Ces conservateurs noirs qui envisagent de voter Obama
WASHINGTON- Barack Obama a réveillé des émotions contradictoires chez les Républicains noirs: nombre d'entre eux sont profondément heureux qu'un des leurs soit en position, pour la première fois de l'histoire, de devenir président des Etats-Unis. Mais sauter le pas et voter pour un homme loin de leurs positions idéologiques n'est pas si simple.
Armstrong Williams, animateur de talk show noir et conservateur, n'a jamais voté démocrate. Mais cette année, il se tâte sérieusement: "je n'aime pas franchement sa politique, je n'aime pas beaucoup ce qu'il prône. Mais pour la première fois de ma vie, l'histoire me pousse à y réfléchir sérieusement. En toute honnêteté, je ne sais pas ce que je vais faire en novembre. Et rien que ça, pour moi, c'est incroyable".

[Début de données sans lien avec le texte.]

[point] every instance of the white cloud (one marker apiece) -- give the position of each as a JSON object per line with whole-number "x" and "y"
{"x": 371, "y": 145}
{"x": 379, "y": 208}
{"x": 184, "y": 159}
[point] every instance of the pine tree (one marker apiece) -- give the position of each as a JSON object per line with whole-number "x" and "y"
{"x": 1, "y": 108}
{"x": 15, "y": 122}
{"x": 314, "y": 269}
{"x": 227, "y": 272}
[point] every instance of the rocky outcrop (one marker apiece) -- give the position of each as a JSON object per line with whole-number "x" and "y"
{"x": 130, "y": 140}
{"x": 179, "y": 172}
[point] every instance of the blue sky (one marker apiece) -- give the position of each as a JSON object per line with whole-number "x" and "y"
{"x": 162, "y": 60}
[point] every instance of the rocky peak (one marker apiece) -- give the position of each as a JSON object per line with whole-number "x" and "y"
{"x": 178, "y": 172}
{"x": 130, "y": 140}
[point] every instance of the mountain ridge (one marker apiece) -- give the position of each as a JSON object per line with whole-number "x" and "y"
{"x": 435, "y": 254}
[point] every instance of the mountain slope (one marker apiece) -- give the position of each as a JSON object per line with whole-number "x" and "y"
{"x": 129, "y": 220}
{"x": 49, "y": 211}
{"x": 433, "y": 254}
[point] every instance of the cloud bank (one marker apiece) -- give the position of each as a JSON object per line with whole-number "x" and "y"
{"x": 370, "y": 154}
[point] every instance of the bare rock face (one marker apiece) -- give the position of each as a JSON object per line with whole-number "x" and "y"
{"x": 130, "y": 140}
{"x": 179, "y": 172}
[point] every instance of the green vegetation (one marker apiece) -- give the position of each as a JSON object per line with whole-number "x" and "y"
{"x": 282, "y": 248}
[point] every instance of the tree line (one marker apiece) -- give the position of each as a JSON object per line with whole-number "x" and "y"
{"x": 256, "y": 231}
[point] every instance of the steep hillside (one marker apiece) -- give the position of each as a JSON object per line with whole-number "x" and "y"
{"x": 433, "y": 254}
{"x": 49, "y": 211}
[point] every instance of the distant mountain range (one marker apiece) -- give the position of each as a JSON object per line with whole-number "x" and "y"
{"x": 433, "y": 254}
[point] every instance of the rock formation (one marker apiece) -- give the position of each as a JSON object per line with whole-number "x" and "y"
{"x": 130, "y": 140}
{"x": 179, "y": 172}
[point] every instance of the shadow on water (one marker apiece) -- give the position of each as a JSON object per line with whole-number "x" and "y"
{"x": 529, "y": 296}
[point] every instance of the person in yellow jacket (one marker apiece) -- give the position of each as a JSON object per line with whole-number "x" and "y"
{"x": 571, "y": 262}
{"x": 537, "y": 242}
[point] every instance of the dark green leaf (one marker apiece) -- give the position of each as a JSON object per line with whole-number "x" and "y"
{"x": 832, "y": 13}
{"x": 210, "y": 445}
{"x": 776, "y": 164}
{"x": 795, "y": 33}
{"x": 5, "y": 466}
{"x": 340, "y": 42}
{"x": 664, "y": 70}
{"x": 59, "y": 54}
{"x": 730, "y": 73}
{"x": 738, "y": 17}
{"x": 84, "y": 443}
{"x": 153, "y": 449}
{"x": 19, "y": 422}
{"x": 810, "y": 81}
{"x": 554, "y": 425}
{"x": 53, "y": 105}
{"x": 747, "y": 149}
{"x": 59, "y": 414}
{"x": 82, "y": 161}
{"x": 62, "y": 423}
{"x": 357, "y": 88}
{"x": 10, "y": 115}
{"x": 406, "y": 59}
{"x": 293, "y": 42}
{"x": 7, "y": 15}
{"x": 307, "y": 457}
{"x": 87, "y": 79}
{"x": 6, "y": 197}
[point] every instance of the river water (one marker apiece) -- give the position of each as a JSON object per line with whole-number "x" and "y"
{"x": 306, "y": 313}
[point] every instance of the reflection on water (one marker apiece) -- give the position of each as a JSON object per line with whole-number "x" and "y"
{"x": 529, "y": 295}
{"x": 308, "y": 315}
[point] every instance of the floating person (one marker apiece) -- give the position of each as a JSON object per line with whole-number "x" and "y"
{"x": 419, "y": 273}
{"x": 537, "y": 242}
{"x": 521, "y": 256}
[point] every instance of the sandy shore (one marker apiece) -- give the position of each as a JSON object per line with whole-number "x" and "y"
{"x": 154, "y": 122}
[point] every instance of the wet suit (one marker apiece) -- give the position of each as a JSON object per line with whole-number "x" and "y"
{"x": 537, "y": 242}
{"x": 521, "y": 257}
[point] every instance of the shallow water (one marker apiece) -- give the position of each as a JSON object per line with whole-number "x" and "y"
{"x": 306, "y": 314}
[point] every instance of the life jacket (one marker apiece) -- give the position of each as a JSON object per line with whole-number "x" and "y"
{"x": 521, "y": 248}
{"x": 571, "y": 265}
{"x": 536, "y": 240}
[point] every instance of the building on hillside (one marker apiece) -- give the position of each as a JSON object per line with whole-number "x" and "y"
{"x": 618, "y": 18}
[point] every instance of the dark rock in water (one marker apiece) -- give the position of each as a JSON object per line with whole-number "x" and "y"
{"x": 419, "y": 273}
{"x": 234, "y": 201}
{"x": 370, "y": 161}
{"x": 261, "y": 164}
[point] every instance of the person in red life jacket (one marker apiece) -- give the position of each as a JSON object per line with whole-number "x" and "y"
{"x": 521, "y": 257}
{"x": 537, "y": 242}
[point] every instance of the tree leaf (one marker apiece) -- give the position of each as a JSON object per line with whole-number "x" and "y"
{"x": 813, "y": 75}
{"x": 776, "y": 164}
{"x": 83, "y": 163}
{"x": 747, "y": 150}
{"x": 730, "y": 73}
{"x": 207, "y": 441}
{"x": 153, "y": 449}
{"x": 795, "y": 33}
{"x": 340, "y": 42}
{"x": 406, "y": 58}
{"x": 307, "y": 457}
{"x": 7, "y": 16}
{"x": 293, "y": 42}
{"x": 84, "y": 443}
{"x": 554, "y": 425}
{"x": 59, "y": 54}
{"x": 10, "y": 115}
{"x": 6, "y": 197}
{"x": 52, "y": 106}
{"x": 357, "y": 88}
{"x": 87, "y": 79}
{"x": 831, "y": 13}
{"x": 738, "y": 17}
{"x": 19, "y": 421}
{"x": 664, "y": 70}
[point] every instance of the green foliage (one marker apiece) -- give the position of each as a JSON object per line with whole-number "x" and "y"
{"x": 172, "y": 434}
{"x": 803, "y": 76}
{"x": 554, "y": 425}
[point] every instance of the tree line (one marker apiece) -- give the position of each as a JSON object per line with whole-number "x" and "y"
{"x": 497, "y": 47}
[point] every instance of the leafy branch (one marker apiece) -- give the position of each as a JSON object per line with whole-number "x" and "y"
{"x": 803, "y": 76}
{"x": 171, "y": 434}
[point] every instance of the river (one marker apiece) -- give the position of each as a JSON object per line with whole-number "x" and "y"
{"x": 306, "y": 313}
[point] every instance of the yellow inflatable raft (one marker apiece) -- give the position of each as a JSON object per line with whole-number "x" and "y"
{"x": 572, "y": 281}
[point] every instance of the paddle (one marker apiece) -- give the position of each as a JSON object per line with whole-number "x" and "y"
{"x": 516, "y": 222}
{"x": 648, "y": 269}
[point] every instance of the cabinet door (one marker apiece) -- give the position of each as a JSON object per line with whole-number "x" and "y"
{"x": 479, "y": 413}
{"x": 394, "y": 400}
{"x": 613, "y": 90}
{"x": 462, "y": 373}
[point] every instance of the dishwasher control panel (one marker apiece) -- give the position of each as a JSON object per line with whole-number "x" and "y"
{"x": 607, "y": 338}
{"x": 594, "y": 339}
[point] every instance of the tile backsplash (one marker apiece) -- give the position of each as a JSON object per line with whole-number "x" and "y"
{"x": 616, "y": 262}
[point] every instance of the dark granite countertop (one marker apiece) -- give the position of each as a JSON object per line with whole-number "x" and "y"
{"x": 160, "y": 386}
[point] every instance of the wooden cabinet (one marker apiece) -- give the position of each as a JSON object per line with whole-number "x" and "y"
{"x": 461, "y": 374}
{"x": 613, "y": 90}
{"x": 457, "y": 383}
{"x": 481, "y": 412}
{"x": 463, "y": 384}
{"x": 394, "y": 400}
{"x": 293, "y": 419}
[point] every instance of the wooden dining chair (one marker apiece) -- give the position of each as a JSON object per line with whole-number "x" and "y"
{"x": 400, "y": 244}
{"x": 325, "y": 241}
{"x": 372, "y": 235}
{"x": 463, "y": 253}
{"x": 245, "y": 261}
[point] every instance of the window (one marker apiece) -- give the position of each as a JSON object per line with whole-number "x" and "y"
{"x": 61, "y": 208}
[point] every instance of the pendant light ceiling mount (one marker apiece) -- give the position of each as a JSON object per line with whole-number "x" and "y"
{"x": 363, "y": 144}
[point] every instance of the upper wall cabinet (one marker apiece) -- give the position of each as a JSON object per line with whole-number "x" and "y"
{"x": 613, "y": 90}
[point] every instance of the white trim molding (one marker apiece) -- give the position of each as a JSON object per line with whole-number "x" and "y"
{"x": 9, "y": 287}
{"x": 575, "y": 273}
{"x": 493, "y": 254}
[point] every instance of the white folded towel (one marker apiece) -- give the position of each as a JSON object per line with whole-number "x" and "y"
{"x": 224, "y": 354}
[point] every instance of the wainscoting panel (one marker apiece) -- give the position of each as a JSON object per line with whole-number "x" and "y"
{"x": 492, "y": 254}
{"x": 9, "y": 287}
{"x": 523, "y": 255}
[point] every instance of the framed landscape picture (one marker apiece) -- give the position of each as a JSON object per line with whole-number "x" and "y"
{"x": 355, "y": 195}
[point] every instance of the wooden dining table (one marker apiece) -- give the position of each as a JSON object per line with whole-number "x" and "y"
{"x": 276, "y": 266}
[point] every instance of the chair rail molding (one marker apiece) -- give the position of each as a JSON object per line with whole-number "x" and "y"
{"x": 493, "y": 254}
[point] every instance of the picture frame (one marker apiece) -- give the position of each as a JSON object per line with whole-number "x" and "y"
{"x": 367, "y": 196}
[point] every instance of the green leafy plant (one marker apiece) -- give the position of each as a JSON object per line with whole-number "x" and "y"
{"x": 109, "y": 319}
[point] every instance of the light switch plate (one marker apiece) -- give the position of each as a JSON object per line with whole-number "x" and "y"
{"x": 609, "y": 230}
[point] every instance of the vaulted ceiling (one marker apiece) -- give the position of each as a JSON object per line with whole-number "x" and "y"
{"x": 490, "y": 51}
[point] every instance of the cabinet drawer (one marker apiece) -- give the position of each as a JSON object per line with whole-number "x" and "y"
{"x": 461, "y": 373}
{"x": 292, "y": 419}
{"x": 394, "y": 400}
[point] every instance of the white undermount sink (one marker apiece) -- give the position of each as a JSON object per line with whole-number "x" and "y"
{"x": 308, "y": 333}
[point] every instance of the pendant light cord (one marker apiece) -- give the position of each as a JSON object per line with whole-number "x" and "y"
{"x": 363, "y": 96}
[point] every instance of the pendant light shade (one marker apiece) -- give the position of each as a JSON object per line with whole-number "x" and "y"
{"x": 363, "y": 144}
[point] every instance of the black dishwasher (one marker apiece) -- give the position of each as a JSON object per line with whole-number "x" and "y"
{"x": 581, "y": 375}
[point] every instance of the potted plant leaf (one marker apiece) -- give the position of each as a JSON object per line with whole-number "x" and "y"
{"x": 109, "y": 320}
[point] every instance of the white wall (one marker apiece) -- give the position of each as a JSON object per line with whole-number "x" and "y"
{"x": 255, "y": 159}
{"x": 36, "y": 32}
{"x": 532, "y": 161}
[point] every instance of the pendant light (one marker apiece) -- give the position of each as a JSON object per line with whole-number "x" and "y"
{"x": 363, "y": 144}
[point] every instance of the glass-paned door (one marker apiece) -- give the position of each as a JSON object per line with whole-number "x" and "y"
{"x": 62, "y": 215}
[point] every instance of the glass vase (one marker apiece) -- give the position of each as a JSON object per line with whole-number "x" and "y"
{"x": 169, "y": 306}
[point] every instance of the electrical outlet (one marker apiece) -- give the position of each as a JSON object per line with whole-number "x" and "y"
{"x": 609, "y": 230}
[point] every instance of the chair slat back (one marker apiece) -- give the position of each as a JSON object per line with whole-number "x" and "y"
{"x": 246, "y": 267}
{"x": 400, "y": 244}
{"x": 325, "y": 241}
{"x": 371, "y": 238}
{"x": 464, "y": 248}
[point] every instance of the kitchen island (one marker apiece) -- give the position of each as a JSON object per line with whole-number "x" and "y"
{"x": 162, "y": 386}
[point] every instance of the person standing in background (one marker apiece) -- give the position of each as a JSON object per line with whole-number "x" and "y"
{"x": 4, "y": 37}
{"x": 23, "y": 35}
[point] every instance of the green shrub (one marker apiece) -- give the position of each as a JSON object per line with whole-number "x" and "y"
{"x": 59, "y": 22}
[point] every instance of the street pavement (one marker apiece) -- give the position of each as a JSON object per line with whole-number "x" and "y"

Et d'ajouter que dans le très restreint milieu des conservateurs noirs, ses collègues lui glissent, "en privé", que "ça serait très dur de voter contre lui en novembre".
Sans doute sensible à cela, le candidat républicain John McCain fait des efforts en direction de l'électorat noir: il a annoncé qu'il assisterait au congrès annuel de la NAACP (National Association for the Advancement of Colored People, principal mouvement de défense des droits civiques). Et a rappelé qu'il s'était rendu à Selma, Alabama, cet Etat du Sud au coeur du mouvement d'émancipation des noirs dans les années 60: il y a évoqué la "nécessité de ne pas laisser sur le bord de la route les Américains 'oubliés'".
Traditionnellement, la part des électeurs noirs votant républicain est extrêmement marginale: en 2004, ils avaient choisi le démocrate John Kerry à 88%, contre 11% votant George W. Bush.
Ancien élu de l'Oklahoma, J.C. Watts, lui, envisage sérieusement de voter Obama. S'il s'affirme toujours républicain de coeur, il reproche à son parti d'avoir négligé la communauté noire, à la différence du parti démocrate.
"Et Obama encore plus", ajoute Watts, qui s'attend à ce que le sénateur de l'Illinois monte au créneau sur des sujets sensibles, la pauvreté et la politique d'urbanisme.
L'acteur-écrivain Joseph C. Phillips, lui, est tellement séduit par le jeune sénateur qu'il s'est même inventé un qualificatif: il est "obamacain", soit républicain pro-Obama.
"Je me demande si nous ne sommes pas arrivés au grand tournant, où une victoire d'Obama nous ferait enfin, après tout ce temps, surmonter ces vieilles discussions sur la race. Et si ce grand pays ne pourrait pas enfin être pardonné pour son pêché originel ou trouver une forme d'absolution".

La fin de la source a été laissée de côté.